Many parents recognized that the recent controversy over a serious rape incident in a Loudoun County, Virginia school was not an isolated incident. Parents were already fed up with the school hierarchy over the Critical Race Theory emphasis in the current curriculum. Then, they were stunned to discover that school officials tried to cover up an alleged bathroom rape of a 15-year-old girl by a skirt-clad transgender boy. In fact, Luke Rosiak of the Daily Wire reported that in Loudoun County schools there have been multiple sexual assaults occurring over several years that were not reported (in violation of state law that clearly mandate every case be reported). Rosiak also noted that state law requires the school superintendent be held “personally liable for violations” of the reporting mandates. School officials, instead of investigating the allegations, called the objecting parents “domestic terrorists” and accused them of “hate crimes.”
The father of the attacked student, Scott Smith, reports that multiple friends have urged him to “just keep quiet” and the Democratic gubernatorial candidate, Terry McAuliffe, tells parents that they shouldn’t expect to have input into their children’s educational curriculum or school policies. Experts provide evidence that parents should, indeed, be involved -- very vocally and collectively -- in the education of their children.

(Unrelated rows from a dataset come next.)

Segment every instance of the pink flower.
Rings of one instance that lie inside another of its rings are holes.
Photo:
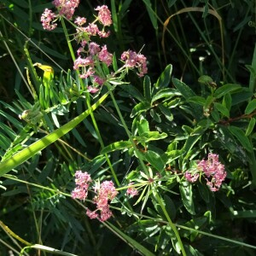
[[[73,199],[85,200],[88,195],[88,189],[91,183],[90,176],[88,172],[77,171],[75,173],[76,188],[72,191]]]
[[[210,153],[208,159],[201,160],[197,166],[204,172],[210,189],[218,191],[227,176],[224,166],[218,161],[218,155]]]
[[[99,89],[98,89],[98,88],[94,87],[94,86],[90,86],[90,85],[89,85],[89,86],[87,87],[87,89],[88,89],[88,91],[90,92],[90,93],[96,93],[96,92],[99,91]]]
[[[98,19],[103,26],[112,24],[111,14],[107,5],[98,6],[96,10],[99,11]]]
[[[96,204],[96,210],[94,212],[90,212],[87,210],[86,214],[91,218],[97,218],[96,215],[97,211],[101,212],[101,218],[99,218],[101,221],[106,221],[112,215],[112,212],[109,209],[108,201],[112,201],[117,195],[118,191],[115,189],[113,183],[112,181],[104,181],[100,186],[96,186],[95,188],[95,192],[96,195],[93,199],[95,203]]]
[[[79,56],[73,63],[73,69],[77,70],[77,69],[79,69],[79,67],[91,66],[93,64],[94,64],[94,62],[93,62],[91,56],[88,56],[85,59]]]
[[[84,72],[84,73],[80,74],[80,78],[83,79],[87,79],[88,77],[93,75],[94,73],[94,68],[90,67],[85,72]]]
[[[105,31],[99,31],[98,32],[98,35],[100,36],[100,38],[108,38],[110,35],[110,31],[105,32]]]
[[[101,221],[106,221],[107,219],[108,219],[111,216],[113,215],[112,212],[109,209],[109,206],[106,205],[102,212],[101,212]]]
[[[79,0],[54,0],[52,3],[59,9],[60,15],[64,15],[70,20],[79,2]]]
[[[93,80],[94,84],[98,84],[99,85],[103,85],[105,81],[106,81],[106,79],[102,79],[98,76],[94,76],[94,80]]]
[[[90,34],[90,36],[96,36],[98,32],[98,26],[96,24],[89,23],[89,25],[84,28],[84,32]]]
[[[91,55],[95,55],[100,51],[101,51],[101,48],[99,44],[94,42],[89,44],[89,52]]]
[[[98,213],[96,212],[96,211],[91,212],[90,209],[87,208],[86,210],[86,215],[90,218],[98,218]]]
[[[104,45],[99,53],[100,61],[106,63],[107,66],[108,67],[112,63],[112,57],[113,55],[108,51],[107,46]]]
[[[128,185],[131,186],[132,185],[133,183],[130,183]],[[130,187],[127,189],[127,191],[126,191],[126,195],[131,195],[131,197],[137,195],[138,194],[138,191],[137,189],[136,189],[134,187]]]
[[[44,29],[51,31],[54,30],[57,24],[54,23],[54,20],[56,18],[56,15],[49,9],[45,9],[42,16],[41,22]]]

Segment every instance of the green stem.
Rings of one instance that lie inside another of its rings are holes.
[[[122,115],[122,113],[121,113],[121,112],[120,112],[120,109],[119,109],[119,106],[118,106],[118,104],[117,104],[117,102],[116,102],[116,101],[115,101],[115,98],[114,98],[114,96],[113,96],[113,93],[112,93],[112,90],[111,90],[112,86],[111,86],[111,84],[109,84],[108,83],[107,83],[107,86],[108,86],[108,89],[109,94],[110,94],[110,96],[111,96],[111,98],[112,98],[112,101],[113,101],[113,105],[114,105],[114,107],[115,107],[115,108],[116,108],[116,111],[117,111],[117,113],[118,113],[118,114],[119,114],[119,119],[120,119],[120,120],[121,120],[121,123],[122,123],[122,125],[123,125],[123,126],[124,126],[124,128],[125,128],[125,131],[126,131],[126,134],[127,134],[127,136],[128,136],[128,137],[129,137],[130,142],[131,143],[131,145],[132,145],[132,147],[133,147],[133,148],[134,148],[134,150],[135,150],[135,152],[136,152],[136,154],[137,155],[137,158],[138,158],[138,160],[139,160],[139,161],[140,161],[140,163],[141,163],[141,166],[142,166],[142,167],[143,168],[145,173],[149,177],[149,173],[148,173],[148,169],[147,169],[147,166],[145,166],[143,160],[142,158],[140,157],[140,154],[139,154],[139,152],[138,152],[138,149],[137,148],[137,146],[136,146],[136,144],[135,144],[135,143],[134,143],[134,141],[133,141],[133,139],[132,139],[131,133],[131,131],[129,131],[129,129],[128,129],[128,127],[127,127],[127,125],[126,125],[126,123],[125,123],[125,119],[124,119],[124,118],[123,118],[123,115]],[[179,245],[180,245],[180,247],[181,247],[183,255],[185,256],[185,255],[186,255],[186,253],[185,253],[185,250],[184,250],[183,242],[182,242],[182,241],[181,241],[181,238],[180,238],[180,236],[179,236],[179,234],[178,234],[178,232],[177,232],[177,230],[176,229],[176,226],[174,225],[174,224],[173,224],[172,221],[171,220],[170,217],[169,217],[169,215],[168,215],[168,213],[167,213],[167,212],[166,212],[166,208],[165,208],[165,207],[164,207],[164,205],[163,205],[163,202],[162,202],[160,197],[159,196],[159,195],[158,195],[157,193],[156,193],[156,199],[157,199],[158,202],[160,203],[160,207],[161,207],[161,208],[162,208],[162,210],[163,210],[163,212],[164,212],[164,213],[165,213],[165,215],[166,215],[166,218],[167,218],[168,223],[169,223],[171,228],[172,229],[173,232],[175,233],[175,236],[176,236],[176,237],[177,237],[177,241],[178,241],[178,242],[179,242]]]
[[[145,173],[149,177],[148,171],[148,169],[147,169],[147,167],[146,167],[143,160],[142,160],[142,158],[140,156],[140,152],[137,148],[136,143],[135,143],[134,140],[132,139],[131,133],[131,131],[129,131],[129,129],[128,129],[128,127],[126,125],[126,123],[125,123],[125,119],[123,118],[123,115],[122,115],[122,113],[120,112],[120,109],[119,108],[119,105],[117,104],[116,100],[115,100],[115,98],[114,98],[114,96],[113,96],[113,95],[112,93],[112,90],[113,90],[112,86],[108,83],[106,83],[106,84],[108,86],[110,96],[111,96],[112,101],[113,101],[113,105],[114,105],[114,108],[115,108],[115,109],[116,109],[116,111],[117,111],[117,113],[119,114],[119,119],[121,120],[121,123],[122,123],[122,125],[124,126],[124,129],[125,130],[125,132],[126,132],[126,134],[127,134],[127,136],[129,137],[129,140],[130,140],[130,142],[131,142],[131,145],[132,145],[132,147],[134,148],[134,151],[135,151],[136,154],[137,155],[137,158],[138,158],[138,160],[140,161],[140,164],[141,164],[142,167],[143,168],[143,171],[145,172]]]
[[[187,254],[186,254],[186,252],[185,252],[185,249],[184,249],[183,241],[181,241],[181,238],[180,238],[180,236],[179,236],[178,231],[177,231],[177,230],[175,224],[174,224],[173,222],[172,221],[172,219],[171,219],[171,218],[170,218],[168,212],[166,212],[166,207],[165,207],[165,206],[164,206],[164,204],[163,204],[163,201],[162,201],[162,199],[160,197],[160,195],[158,195],[157,191],[155,191],[154,196],[155,196],[157,201],[159,202],[160,207],[162,208],[162,210],[163,210],[163,212],[164,212],[164,213],[165,213],[165,216],[166,216],[166,218],[167,218],[167,221],[168,221],[168,224],[169,224],[170,227],[172,228],[172,230],[173,230],[173,232],[174,232],[174,234],[175,234],[175,236],[176,236],[176,238],[177,238],[177,241],[178,241],[178,244],[179,244],[179,246],[180,246],[180,248],[181,248],[181,251],[182,251],[183,255],[183,256],[186,256]]]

Reform is really quite simple. To paraphrase a Fordham report: (1) Parents should be able to choose the best school for their children. (2) High standards and accountability are necessary. (3) A solid curriculum with well-trained, knowledgeable teachers who provide interesting lessons is essential. (4) Education must focus on children’s education (not the whims of educators or teachers' unions.)
It has become increasingly evident that factors far beyond the teacher’s control have a dramatic influence on student outcomes. It is obvious to even casual observers that family breakdown is the root problem of public education. As broken, dysfunctional families increase and as stressed, chaotic home life increases because of parental career emphases, far too many parents are leaving their children to fend for themselves in school.
Before we can begin to solve the problems of American public education, we must address the decline in cultural values, the wokeness of contemporary attitudes, and the breakdown of the family. Only then can we successfully close the educational gaps in our public schools.
Janice Shaw Crouse, Ph.D., is author of Children at Risk, which includes a chapter on how education fails the nation’s children. She is also a former public-school teacher as well as a former university academic administrator.